Science

This Is What a Broken Airplane Window Looks Like, and It's Terrifying

The Southwest Airlines incident led to an emergency landing.

Twitter/ChaikelK

A Southwest Airlines flight had to make an emergency landing on Wednesday after a passenger window broke. The Boeing 737-700 was flying 26,000 feet above Lake Erie at a speed of 514 mph when it made a split-second change of route to land after the fault was discovered.

“The flight landed uneventfully in Cleveland,” a spokesperson for the airline told the New York Post. “The aircraft has been taken out of service for maintenance review, and our local Cleveland Employees are working diligently to accommodate the 76 customers on a new aircraft to Newark.”

Airplane windows take an incredible amount of force to break. Rob DeCosta, a mechanical engineer, explained on Quora in December 2012 that a window built to withstand the bare minimum force required by the Federal Aviation Administration can stand up to 4,900 pounds of force.

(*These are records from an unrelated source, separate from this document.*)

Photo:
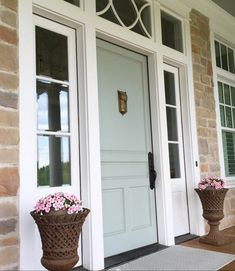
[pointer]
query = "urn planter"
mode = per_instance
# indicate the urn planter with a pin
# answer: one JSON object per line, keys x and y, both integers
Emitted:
{"x": 60, "y": 232}
{"x": 212, "y": 203}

A 1990 test from the administration found a window could take a normal force of 2,100 pounds. A professional boxer can only punch around 1,400 pounds, which is double that of the average person.

In the case of Southwest Airlines flight 957 on Wednesday, the airline claims it was not technically an emergency, as only one pane of the window broke. After it left Chicago Midway Airport on its way to Newark Airport, it landed two hours later at 11 a.m. at Cleveland Hopkins International Airport. No passengers were injured.

Passengers shared clips from the incident on Twitter:

The incident comes just two weeks after a similar one with the same airline. Flight 1380 took off from LaGuardia Airport on April 17 but had to make an emergency landing 20 minutes after takeoff after debris from the engine broke a window. Jennifer Riordan, a 43-year-old passenger aboard the flight, was partially sucked out and subsequently died.